До него вдруг дошло, какую легкую цель он представляет собой для снайпера на каком-нибудь чердаке дома напротив.
Он подавил в себе позыв погасить внутреннюю тревогу, выпив бокал-другой пива из мини-бара. Брать себе напиток из мини-бара — в этом было что-то подпольное. Как горькую тайком подливать себе из сумки.
В пятнадцать лет, приехав в гости к родителям, он впервые захмелел. У его отца всегда был запас домашнего шнапса, который он скупал у крестьян и раздаривал в качестве собственного самогона другим крестьянам и местному начальству, с которыми хотел уладить какое-нибудь дело. Из этого запаса Фриц взял бутылку, унес к себе в комнату и выпил почти четверть. Прямо из горла. От несчастной любви.
После того, как прошел хмель и ужасное похмелье, отец сказал ему:
— Напиваться тебе можно. Но никогда не пей один.
С тех пор распитие алкоголя было для Альмена публичным актом. И оно совершалось только тогда, когда в деле участвовал еще хотя бы один человек. Даже если он всего лишь подливал в бокал.
Альмен еще раз переоделся.
Бар «Конфедерации» после окончания рабочего дня был местом встречи банкиров. Там они обменивались своими послерабочими сплетнями, ругали свое начальство и рассказывали о своих детишках, предоставленных в это время на попечение матерей.
В семь часов банкиров сменял персонал близлежащих магазинов, за ними следовали постояльцы отеля, которые встречались здесь за аперитивом с теми, с кем условились потом вместе поужинать.

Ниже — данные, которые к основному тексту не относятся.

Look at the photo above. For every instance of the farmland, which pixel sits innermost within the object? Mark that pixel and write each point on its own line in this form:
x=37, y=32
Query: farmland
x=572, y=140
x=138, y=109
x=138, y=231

После этого в «Конфи», как его называли постоянные посетители, воцарялась тишина.
Альмен сидел у стойки и пил уже второй бокал пива. Обслуживал уже только один бармен. Он убивал время, полируя стаканы, вытирая приборы и начищая прилавок. После кино и по окончании театральных спектаклей сюда заглянут еще несколько посетителей — немного: бар располагался не по пути для кино— и театральных зрителей. Но еще одна волна оживления жизни в старом «Конфи» ожидалась.
Альмен заказал еще одно пиво. Он наслаждался тем, что он постоялец отеля. И хотя этот отель располагался слишком близко к его дому, он был такой интернациональный, что его можно было вообразить где угодно в мире.
Завтра он покинет эту тихую гавань. Первым делом он покажется в Венском и послушает, что говорят о Джеке Таннере. В газетах сегодня еще ничего об этом не писали.
Потом он отправится в логово льва. При мысли об этом его сердце всякий раз замирало. Но с Альменом ничего не могло случиться. Об этом они с Карлосом позаботились.
Еще до того, как в бар пришли первые кинозрители, Альмен уже подписал свой счет. Он не хотел в этот вечер встречать никого из знакомых. А в это время суток в городе их было немало.
7
И вот он снова наступил, этот момент, который он так любил в отельной жизни: проснуться в полутьме чужой комнаты и не сразу вспомнить, где ты. В каком городе, в какой стране, на каком континенте.
Когда открываешь глаза, картины пространства еще напоминает фрагменты калейдоскопа перед тем, как сложиться в картинку и разрешить загадку.
На сей раз отгадка была разочарованием: Альмен был в том же городе, где пребывал в последнее время постоянно. И новое, неизвестное, что его ожидало, готовило ему больше страха, чем радости.
Чтобы еще ненадолго удержать иллюзию отдаления, он заказал утренний чай в номер, как если бы он был в Англии, Новой Зеландии или Индии.
Но когда в дверь постучали, он тут же вернулся в грубую реальность. Вместо того, чтобы ждать дымящуюся чашку, лежа в постели, ему пришлось встать и через запертую дверь осторожно спросить:
— Who is it?
— Your tea, — ответил голос с акцентом, который лишил его последних сомнений относительно географического положения отеля.
На подносе, который Альмен велел поставить на стол и потом, когда кельнер удалился, сам перенес в постель, лежала ежедневная газета.